As cinco décadas que se passaram desde o golpe militar de 1964 estão permitindo o aparecimento lento e gradual de alguns registros da história, mas ainda não é possível visualizar tudo com clareza. Eventos regionais e nacionais começam a ser tratados na nebulosa interface da história, da memória e do jornalismo investigativo. Apesar das dificuldades em fazer esse tipo de registro textual para recompor o passado recente, penso que todo esforço nesse sentido merece ser reconhecido. Trata-se de uma tarefa desafiadora para escrever a história e que somente poderá resultar de um amplo esforço coletivo, admitindo o saudável espaço para as visões diferentes que possam surgir.

Sejam artigos publicados na imprensa local, memórias pessoais registradas em textos, trabalhos de pesquisa histórica ou publicações de abrangência mais ampla.

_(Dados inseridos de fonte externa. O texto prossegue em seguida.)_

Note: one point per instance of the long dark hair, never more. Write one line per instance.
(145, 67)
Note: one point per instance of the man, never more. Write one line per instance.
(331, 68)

Para registrar as fontes bibliográficas que começam a desvelar a história recente da nossa cidade considero oportuno registrar a pesquisa feita pelo professor de história Renato José Paschoini, que resultou na monografia intitulada Presos Políticos de São Sebastião do Paraíso em 1964, trabalho acadêmico defendido em 2009. A importância de cada trabalho elaborado com esse propósito de pesquisa pertence ao campo mais balizado de atuação dos historiadores profissionais.

Além desse tipo de referência de grande importância, parte da memória local ainda resiste para contar nuances menos visíveis das subjetividades envolvidas na história.

Outra publicação recente que revela fragmentos até então não registrados na formalidade de um texto para compor a história vivenciada pelos paraisenses, no contexto de 1964, é o livro do jornalista Leonêncio Nossa, intitulado Mata! Major Curió e as Guerrilhas do Araguaia. O autor esteve em Paraíso para recompor a trajetória protagonizada pelo militar que comandou a operação de detenção de seus conterrâneos. O tenente teria recebido ordens do general Guedes, um dos dois líderes do golpe, para investigar nossos conterrâneos acusados de rebeldia política e social.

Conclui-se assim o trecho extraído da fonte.